Comics and High Art
Phew, unbelievably busy day here. Apparently, there’s some big holiday coming up and everyone wants work done early. Wow, who know, right?
So I don’t really have time for a proper blog post today. But here’s a very interesting article I ran across this morning about a museum exhibit examining the art and history of the modern graphic novel.
Nearly 30 years ago, the noted cartoonist Will Eisner published a long-form comic book and called it a “graphic novel.” The literary world hasn’t been quite the same since.
More than 200 pages long, Eisner’s 1978 book, “A Contract With God,” stands as a landmark in a genre that today is eclipsing traditional comics and making serious inroads into mainstream publishing – not to mention attracting the deep-pocketed attention of Hollywood.
Excerpts from “A Contract With God” – an account of the artist’s gritty boyhood in the Bronx – anchor a captivating exhibition at the Norman Rockwell Museum in Stockbridge, Mass.

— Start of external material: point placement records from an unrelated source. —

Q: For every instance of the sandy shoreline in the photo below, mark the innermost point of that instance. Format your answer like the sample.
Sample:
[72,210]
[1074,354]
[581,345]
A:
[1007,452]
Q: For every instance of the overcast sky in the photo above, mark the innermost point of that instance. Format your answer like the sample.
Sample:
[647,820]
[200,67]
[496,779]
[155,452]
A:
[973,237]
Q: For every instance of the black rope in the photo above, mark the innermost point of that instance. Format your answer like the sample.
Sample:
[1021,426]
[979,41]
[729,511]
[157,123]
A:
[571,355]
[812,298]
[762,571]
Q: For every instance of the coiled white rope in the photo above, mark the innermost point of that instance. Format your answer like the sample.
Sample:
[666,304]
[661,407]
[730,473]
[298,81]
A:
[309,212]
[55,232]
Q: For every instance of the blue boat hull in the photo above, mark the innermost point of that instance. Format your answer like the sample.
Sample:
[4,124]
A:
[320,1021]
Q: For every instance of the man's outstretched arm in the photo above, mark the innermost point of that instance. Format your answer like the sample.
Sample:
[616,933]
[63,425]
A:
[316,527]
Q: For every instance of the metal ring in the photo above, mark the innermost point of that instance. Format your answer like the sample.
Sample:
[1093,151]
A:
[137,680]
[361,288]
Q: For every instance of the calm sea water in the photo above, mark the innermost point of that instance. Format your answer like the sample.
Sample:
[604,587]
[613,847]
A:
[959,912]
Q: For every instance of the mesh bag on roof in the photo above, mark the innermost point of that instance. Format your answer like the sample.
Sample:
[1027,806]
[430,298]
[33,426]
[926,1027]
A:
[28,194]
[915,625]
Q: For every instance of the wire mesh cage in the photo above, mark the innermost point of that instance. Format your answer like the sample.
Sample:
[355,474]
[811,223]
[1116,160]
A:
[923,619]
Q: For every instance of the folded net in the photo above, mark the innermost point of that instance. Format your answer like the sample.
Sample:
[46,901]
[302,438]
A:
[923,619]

Although the exhibition reaches back to the beginning of the 20th century, “LitGraphic: The World of the Graphic Novel” shows how things took a major turn in the 1960s, when counterculture artists, fed up with the corporate, sanitized adventures of Batman and Archie, began crafting graphic novels that were edgy, racy and often confrontational.
Much more there — make sure you go read the rest.

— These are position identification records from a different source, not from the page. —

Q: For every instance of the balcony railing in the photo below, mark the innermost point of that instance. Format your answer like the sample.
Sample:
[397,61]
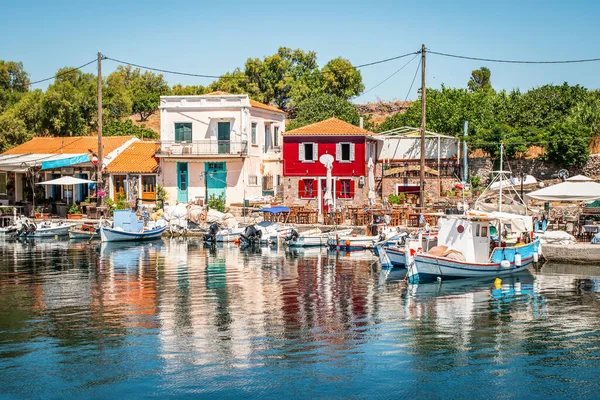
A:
[203,148]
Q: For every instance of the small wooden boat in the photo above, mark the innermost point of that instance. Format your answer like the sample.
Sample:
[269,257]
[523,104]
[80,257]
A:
[127,226]
[84,232]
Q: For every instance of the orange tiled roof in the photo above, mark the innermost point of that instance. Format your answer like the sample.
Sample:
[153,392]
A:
[253,103]
[138,157]
[69,145]
[331,126]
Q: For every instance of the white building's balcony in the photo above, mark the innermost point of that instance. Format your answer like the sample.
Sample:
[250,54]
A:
[203,148]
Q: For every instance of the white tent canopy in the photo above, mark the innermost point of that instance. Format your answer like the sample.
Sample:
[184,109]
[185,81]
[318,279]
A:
[66,180]
[577,188]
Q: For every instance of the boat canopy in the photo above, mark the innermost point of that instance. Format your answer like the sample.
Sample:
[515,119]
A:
[273,210]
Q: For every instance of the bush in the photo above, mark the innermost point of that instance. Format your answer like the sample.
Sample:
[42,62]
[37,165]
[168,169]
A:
[218,203]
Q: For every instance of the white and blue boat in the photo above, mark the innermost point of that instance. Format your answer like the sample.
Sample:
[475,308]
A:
[127,226]
[466,248]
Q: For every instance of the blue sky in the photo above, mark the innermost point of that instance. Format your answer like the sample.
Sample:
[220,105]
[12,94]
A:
[215,37]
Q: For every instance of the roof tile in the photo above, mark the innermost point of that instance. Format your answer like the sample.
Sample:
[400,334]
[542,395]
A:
[138,157]
[331,126]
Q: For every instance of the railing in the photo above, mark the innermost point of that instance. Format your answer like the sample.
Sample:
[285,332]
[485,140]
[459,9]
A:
[203,147]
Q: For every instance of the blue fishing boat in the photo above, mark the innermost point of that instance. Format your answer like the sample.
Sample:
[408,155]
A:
[127,226]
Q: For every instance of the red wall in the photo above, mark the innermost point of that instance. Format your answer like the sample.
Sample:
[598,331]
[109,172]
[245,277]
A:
[292,166]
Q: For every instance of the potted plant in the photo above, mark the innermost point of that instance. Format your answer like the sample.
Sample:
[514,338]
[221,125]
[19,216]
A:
[74,212]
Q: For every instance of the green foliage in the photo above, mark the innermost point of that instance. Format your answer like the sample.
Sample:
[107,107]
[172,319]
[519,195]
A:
[568,144]
[217,203]
[393,199]
[323,106]
[127,128]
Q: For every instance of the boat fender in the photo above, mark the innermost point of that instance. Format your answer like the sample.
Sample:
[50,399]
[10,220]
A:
[517,259]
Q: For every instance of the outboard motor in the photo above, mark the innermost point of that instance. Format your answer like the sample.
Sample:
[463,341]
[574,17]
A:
[293,235]
[251,235]
[211,235]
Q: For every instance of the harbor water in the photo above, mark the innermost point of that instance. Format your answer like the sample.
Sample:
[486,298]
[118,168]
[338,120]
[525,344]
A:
[175,319]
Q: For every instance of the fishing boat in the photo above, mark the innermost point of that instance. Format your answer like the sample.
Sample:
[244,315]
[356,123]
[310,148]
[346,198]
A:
[126,226]
[313,237]
[46,229]
[216,234]
[84,232]
[466,248]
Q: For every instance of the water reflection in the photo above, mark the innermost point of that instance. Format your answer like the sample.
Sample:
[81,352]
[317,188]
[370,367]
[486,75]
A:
[178,318]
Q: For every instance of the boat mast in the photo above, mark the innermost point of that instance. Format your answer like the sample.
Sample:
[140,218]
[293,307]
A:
[423,124]
[500,191]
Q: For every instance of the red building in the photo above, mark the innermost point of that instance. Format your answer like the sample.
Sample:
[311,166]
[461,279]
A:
[304,175]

The article mentioned Will Eisner’s “A Contract with God” — which is as good an excuse as any to recommend you make every effort to read some of Eisner’s comics. A lot of comic geeks have already read some of them, but Eisner’s works are extremely accessible, even for folks who aren’t really into comics. Eisner is considered the comics industry’s very best storyteller ever, so don’t miss out on his stuff.